Worst case, you'd have to find every unit around the world and physically replace the PCBs.

I'm personally going to avoid both without some extremely good reasons.

[jchw]

Yep, physical devices are certainly a worst case scenario depending on the constraints. I'm purely talking about software running on servers or, at worst, at least end user computers.

[diarrhea]

The other day we were sketching out how to integrate another team’s service into ours. They wanted us to compile their API key into our application (in CI/at build time).

[jchw]

Believe it or not, I've absolutely been there. It blows my mind.

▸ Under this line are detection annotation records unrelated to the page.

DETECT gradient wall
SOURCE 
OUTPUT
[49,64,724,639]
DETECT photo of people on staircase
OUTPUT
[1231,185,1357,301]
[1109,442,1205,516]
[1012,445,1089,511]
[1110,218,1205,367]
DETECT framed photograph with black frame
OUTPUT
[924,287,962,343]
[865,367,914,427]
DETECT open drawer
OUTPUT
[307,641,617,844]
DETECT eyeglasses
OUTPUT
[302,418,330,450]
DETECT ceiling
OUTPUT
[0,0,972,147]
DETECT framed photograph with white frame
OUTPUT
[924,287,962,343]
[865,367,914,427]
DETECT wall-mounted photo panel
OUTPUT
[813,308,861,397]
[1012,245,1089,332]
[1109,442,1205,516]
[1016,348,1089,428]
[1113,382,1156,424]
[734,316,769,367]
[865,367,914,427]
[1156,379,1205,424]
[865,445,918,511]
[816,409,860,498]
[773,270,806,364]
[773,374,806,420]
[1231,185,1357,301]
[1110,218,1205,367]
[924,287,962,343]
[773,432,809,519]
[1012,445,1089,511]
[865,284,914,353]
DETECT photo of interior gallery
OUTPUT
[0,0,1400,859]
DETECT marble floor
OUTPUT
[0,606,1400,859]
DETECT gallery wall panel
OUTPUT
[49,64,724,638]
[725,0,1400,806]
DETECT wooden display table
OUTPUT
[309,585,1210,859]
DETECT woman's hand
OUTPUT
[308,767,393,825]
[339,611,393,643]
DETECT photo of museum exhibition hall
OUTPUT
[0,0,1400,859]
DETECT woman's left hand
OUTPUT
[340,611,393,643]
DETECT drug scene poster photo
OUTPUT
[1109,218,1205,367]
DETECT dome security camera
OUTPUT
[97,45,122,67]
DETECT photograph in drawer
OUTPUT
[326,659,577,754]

At LEAST let me set the key at runtime. When it comes to stuff that I ship to end users, I'd prefer to be able to dynamically grab the API keys from an endpoint I control for various reasons anyways...

[tompic823]

You're exactly right about those two problems, and they actually go together quite well. If a user who previously had access to a secret suddenly has that access revoked, you should rotate that secret. Technically that's only really necessary if the user ever actually saw that secret value, but most secret managers don't expose that information.

At Doppler, we're currently in the process of building out our rotation engine[0]. It allows you to automatically rotate secrets with third party providers (including your database) on a schedule you define. We also provide access logs to see exactly who saw what and when. The ultimate goal is to automatically rotate your secrets as users' access changes. And if you get notification of a breach, you can rotate everything with a single click.

[0] https://docs.doppler.com/docs/secrets-rotation

[NovemberWhiskey]

The last part is the key thing. I'm in a continuous running battle with our information security risk team over this - they believe that secret rotation is a secrets management platform feature (and we use Vault so that box is ticked) but the reality is that secret rotation that isn't tied to restarts / reloads of said secrets within distributed application estates is just another way to have an incident.

This is particularly true if you've backed into secrets management as a practice and retrofitted existing platforms; but even if you've designed net new, it's an abstraction-breaker to get reloads of credentials happening all the way down the stack.

Even a blue/green deployment isn't a panacea if there're databases or other shared states that depend on the credential cutover.

From my point of view, the better approach is not to share secrets at all where possible and drive everything from service identity directly. e.g. short-lived credentials like AWS IAM or short-lived PKI proofs like SPIFFE.